On November 18, 2010 the “Tyler Clementi Higher Education Anti-Harassment Act” was introduced in Congress by Senator Frank R. Lautenberg and Rep. Rush Holt. It calls for all colleges and universities receiving federal assistance to have policies in place regarding harassment and that cyberbullying be included as a form of harassment. You can follow this legislation (Senate Bill 3960) on www.govtrack.us. You will receive email notices from GovTrack as the bill progresses through Congress. Although the bill wasn’t considered in the 2010 Congress, the sponsors will be re-introducing it during the 2011 Congress.
In New Jersey, invasion of privacy laws make it a crime to collect or view images depicting nudity or sexual contact involving another individual without consent, and to transmit or distribute such images. In January, 2011, a new law in New Jersey updated their 2001 bullying statute by requiring colleges to address the issue in their policies and student code of conduct. Additional legislation regarding bullying at school went into effect in August, 2011. See the details here: http://www.nytimes.com/2011/08/31/nyregion/bullying-law-puts-new-jersey-schools-on-spot.html
A memorial site has been set up on Facebook “In Honor of Tyler Clementi.” Tyler’s parents, Joe and Jane Clementi, have started a foundation in his name which will offer grants to programs that deal with gay teens, suicide prevention and bullying: www.thetylerclementifoundation.org. Tyler’s father eloquently commented that “To our college, high school and even middle-school youngsters, I would say this: You’re going to meet a lot of people in your lifetime. Some of these people you may not like. But just because you don’t like them, does not mean you have to work against them.”

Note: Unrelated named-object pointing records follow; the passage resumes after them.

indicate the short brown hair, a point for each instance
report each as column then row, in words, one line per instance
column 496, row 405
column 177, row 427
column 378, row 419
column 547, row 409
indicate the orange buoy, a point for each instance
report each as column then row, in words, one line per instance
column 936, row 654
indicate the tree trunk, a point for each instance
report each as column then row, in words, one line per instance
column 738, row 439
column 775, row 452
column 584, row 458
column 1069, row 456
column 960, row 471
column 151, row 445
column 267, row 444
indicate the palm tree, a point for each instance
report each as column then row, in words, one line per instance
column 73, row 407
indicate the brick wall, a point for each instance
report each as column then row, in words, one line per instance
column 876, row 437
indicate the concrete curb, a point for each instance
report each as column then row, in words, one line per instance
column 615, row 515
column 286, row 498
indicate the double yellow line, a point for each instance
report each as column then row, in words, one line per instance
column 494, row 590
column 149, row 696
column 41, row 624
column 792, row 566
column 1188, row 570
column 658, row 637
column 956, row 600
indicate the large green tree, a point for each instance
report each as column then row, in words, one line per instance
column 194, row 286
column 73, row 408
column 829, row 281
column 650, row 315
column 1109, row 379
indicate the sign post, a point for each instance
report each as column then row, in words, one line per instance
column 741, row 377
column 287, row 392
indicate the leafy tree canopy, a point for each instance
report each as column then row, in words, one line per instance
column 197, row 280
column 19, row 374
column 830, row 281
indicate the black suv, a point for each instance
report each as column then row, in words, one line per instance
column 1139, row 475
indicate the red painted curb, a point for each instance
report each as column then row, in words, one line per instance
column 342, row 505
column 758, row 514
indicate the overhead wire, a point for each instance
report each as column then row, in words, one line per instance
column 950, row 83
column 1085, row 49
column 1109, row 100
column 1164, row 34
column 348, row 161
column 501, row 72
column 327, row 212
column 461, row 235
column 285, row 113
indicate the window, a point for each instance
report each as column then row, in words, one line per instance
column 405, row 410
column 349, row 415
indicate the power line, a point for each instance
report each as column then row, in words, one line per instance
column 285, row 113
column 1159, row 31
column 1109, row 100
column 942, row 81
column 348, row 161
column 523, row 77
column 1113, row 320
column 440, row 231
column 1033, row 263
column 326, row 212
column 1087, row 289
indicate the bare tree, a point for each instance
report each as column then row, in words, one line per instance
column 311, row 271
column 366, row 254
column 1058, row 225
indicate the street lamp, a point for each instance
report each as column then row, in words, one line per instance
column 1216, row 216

If you or anyone you know is struggling, please know that there is help and people who are there to listen and provide support. Call 1-800-suicide and know that you are not alone.
See Ellen DeGeneres speak about Tyler Clementi’s tragic story and others below:
In addition to the loss of Tyler, four other teens decided to give in to the bullies and end their lives in September, 2010. Before posting that next mean or thoughtless message, think about Seth Walsh (13) of California, Billy Lucas (15) of Indiana, Asher Brown (13) of Texas, and Raymond Chase (19) of Rhode Island. Their passing has motivated the country to tackle bullying and cyberbullying in America’s schools.
Historical Note: Over 80 years ago, the U.S. Supreme Court described the right to privacy as:
“Your right to be let alone–the most comprehensive of rights and the right most valued by civilized men.” Olmstead v. United States (1928).